Pienso un rato. Me cuesta dar nombre a mis sentimientos, así que digo lo primero que se me ocurre.
—Me da pena. —Sin poder evitarlo se me llenan los ojos de lágrimas y miro hacia arriba para que vuelvan a entrar. Aún sigo utilizando mi técnica «antilloros».
—Piensa en cómo te sientes, en aquella niña, y cierra los ojos —me dice calmada y con la mirada vidriosa.
Me empieza a dar toquecitos en las piernas con las manos.
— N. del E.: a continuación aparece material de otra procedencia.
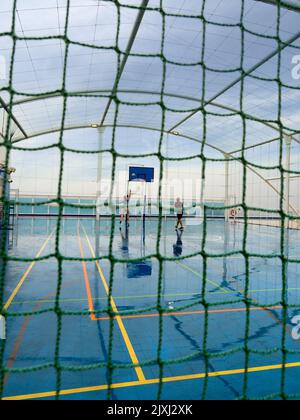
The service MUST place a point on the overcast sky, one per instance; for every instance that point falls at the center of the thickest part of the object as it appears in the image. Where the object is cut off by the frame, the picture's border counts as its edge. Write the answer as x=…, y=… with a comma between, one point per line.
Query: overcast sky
x=38, y=68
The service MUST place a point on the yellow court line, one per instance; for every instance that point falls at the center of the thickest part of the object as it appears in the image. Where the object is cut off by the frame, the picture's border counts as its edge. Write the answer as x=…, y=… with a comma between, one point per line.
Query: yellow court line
x=152, y=381
x=133, y=356
x=15, y=292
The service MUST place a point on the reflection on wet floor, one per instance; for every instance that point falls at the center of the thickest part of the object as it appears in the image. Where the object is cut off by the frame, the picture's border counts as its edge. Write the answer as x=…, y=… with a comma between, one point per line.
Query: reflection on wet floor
x=182, y=293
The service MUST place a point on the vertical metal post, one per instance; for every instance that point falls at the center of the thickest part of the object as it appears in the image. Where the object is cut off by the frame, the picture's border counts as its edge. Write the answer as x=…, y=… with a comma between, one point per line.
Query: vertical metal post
x=168, y=198
x=98, y=193
x=288, y=142
x=226, y=187
x=99, y=172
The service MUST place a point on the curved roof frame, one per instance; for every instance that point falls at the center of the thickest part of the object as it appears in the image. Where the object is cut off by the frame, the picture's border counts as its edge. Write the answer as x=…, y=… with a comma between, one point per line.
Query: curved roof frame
x=227, y=156
x=107, y=93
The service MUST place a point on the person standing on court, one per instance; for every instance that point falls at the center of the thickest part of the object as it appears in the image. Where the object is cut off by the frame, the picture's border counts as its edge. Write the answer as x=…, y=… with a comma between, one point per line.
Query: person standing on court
x=125, y=209
x=179, y=212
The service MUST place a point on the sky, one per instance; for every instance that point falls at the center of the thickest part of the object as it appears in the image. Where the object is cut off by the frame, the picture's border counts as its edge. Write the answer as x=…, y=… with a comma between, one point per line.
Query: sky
x=91, y=67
El EMDR es una de las técnicas que se utilizan en terapia para tratar los traumas. El primer día que entré casi sin poder respirar en esta sala pequeñita y acogedora, Celeste me explicó que los recuerdos que nos perturban mucho son traumas y se deben tratar. La verdad es que quise probar la técnica de los toquecitos por curiosidad. Como le ocurrió al gato, la curiosidad —y mi cabezonería—, me va a matar algún día, o eso me dice mi madre. Y si lo acompañamos de la desconfianza que aprendí desde pequeña, apaga y vámonos.
Intento concentrarme en aquel recuerdo y sentimiento mientras me pregunto si esto va a funcionar. Aprieto los párpados y lucho para que sigan cerrados. Me cuesta volver a recordar el pasado y me pierdo pensando en que ni mi familia ni mis amigas saben que vengo aquí. ¡Cómo se lo voy a decir si hasta ayer lo usábamos como insulto y mandábamos a los ex que estaban locos aquí! No soy de dar explicaciones, y, para ellas, esto la exigiría. Sobre todo, para mi familia.
Estaba en el patio pequeño del colegio jugando a hacer un castillo. Alcé la mirada y vi que un grupo de tres niñas y dos niños se acercaban. Bajaban del patio de arriba, donde jugaban los de primero y segundo, por lo que eran mayores que yo. Por la altura parecían de segundo. Me señalaban y se reían. Dejé la pala junto al castillo y levanté la mano sonriendo para saludarlos también.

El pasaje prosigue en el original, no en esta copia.